In the early fall, Mercier’s sells – among several apple varieties – the Honey Crisp, which is in season for only about four weeks. When customers taste a Honey Crisp, Foster says, they ask where they can get it. The Mercier answer: “Here.. Grocery stores don’t sell it. You can’t get it in the state of Georgia unless you come to a little apple house like us.”
“Little,” however, hardly describes Mercier’s. What started as, essentially, a roadside fruit stand has grown into a bustling retail store complete with gifts, a bakery and a delicatessen that serves breakfast and lunch, an online store, and a wholesale fried pie operation.

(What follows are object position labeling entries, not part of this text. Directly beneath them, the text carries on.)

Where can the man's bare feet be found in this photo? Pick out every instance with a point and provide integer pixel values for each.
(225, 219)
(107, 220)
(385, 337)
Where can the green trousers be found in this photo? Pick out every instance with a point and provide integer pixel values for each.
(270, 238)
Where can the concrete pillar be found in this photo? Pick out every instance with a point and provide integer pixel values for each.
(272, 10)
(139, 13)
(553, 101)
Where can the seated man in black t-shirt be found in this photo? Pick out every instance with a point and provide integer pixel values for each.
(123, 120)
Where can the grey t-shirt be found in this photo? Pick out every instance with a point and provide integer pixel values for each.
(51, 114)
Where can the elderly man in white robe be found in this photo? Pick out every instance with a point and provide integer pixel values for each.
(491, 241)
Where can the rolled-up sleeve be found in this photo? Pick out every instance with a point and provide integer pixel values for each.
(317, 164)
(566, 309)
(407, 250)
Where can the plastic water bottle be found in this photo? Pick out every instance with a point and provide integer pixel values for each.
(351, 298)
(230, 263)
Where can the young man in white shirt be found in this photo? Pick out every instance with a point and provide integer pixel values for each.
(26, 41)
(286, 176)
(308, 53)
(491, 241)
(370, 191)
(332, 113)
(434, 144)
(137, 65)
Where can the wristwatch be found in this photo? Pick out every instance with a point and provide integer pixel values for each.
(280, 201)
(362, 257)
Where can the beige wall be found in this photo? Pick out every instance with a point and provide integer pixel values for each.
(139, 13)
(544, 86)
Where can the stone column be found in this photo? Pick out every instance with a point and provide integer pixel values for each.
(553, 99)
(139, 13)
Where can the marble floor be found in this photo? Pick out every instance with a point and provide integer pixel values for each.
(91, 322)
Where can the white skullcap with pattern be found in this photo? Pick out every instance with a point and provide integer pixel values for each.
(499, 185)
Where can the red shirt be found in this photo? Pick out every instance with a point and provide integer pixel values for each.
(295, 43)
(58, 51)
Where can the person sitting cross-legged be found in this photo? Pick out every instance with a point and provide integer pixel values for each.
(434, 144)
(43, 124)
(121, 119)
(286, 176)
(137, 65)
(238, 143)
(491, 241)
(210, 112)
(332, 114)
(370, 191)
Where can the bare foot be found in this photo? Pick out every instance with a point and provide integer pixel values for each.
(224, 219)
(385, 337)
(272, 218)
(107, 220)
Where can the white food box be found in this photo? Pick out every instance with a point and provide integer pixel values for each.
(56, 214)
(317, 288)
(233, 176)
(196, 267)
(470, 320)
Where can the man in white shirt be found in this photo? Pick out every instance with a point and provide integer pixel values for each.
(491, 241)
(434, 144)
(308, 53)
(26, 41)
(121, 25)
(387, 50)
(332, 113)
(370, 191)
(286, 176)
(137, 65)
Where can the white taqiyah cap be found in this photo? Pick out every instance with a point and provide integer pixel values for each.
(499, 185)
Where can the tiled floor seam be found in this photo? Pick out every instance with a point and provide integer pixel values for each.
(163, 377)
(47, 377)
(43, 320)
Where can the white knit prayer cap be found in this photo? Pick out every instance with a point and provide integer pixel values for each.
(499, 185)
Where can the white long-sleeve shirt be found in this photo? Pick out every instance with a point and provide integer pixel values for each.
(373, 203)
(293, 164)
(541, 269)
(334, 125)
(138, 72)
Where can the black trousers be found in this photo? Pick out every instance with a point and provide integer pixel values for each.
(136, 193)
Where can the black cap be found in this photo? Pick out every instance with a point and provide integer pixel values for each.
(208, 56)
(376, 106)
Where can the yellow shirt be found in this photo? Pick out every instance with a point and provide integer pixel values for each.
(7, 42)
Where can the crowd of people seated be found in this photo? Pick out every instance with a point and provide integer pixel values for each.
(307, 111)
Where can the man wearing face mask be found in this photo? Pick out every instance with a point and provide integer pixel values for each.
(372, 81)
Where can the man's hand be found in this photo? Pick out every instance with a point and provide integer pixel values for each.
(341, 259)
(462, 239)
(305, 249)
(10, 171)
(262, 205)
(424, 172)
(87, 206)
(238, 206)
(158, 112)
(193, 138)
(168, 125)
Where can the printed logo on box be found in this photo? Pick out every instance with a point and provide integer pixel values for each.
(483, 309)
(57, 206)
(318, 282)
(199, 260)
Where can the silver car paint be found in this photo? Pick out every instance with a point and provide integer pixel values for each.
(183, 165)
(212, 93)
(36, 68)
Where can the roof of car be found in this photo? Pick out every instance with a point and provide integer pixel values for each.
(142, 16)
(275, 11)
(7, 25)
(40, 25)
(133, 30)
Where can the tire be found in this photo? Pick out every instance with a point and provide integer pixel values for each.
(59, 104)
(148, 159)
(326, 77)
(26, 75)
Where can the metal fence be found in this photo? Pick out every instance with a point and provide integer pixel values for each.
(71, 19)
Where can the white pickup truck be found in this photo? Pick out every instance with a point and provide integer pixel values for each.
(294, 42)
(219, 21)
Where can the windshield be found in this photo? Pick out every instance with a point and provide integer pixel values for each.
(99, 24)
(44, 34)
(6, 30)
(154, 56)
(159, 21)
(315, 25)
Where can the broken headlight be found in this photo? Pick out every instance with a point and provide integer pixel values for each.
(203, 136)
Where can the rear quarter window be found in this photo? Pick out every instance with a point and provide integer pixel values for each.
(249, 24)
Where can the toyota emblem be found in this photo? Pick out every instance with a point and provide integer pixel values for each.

This fall, Mercier’s will sell fried pies, apple slushies, plus candied and caramel apples, at the six Georgia Tech home football games. And Mercier’s is in the final stages of building a traveling concession trailer that will sell apples, cider, candied apples and fried pies at festivals around the Southeast.
Last year during apple season, family members surveyed the tour buses that stopped at Mercier’s and counted 500 in the month of October alone. Mercier’s now has a Facebook page where customers leave comment after comment about their experiences picking and eating fresh fruit.
This year marked Mercier’s first blossom tour, during which customers ride out into the orchard and observe the stages of apple growth. “An apple doesn’t just all of a sudden show up on the tree,” Foster says. “It starts as a little flower.”
Seven vendors operate inside the store and another couple sell their wares out in the parking lot. In addition to fresh fruit, bakery items and cider, Mercier’s sells a wide variety of products ranging from kitchen gadgets to popcorn, spices, floral arrangements and bird feeders.
Whatever the season, Mercier’s makes samples available in the store.
“Our product sells itself, so why not let it?” asks Foster. “When we have fresh fruit in, that whole area (in the back of the sprawling store) is geared. We’re slicing strawberries back there right now. We’ll make strawberry shortcake and sample it. Or we’ll make chocolate-dipped strawberries and sample those. We’ll bake an apple. We’ll fry some apples. We’ll do some apple crisp.”
Mercier’s has a bakery program for kids where they come in and bake up something special, say, for Mother’s Day or Father’s Day.
And through it all, Mercier’s is always, always baking fried pies: one million of them per year. When all is said and done, Foster says, “We are fried pies.”
Perhaps the greatest testament of all to the fact that Mercier’s is, above all, a family operation is that 92-year-old Adele Mercier, who is in her 68th crop year, still works at the orchard 40 to 50 hours per week.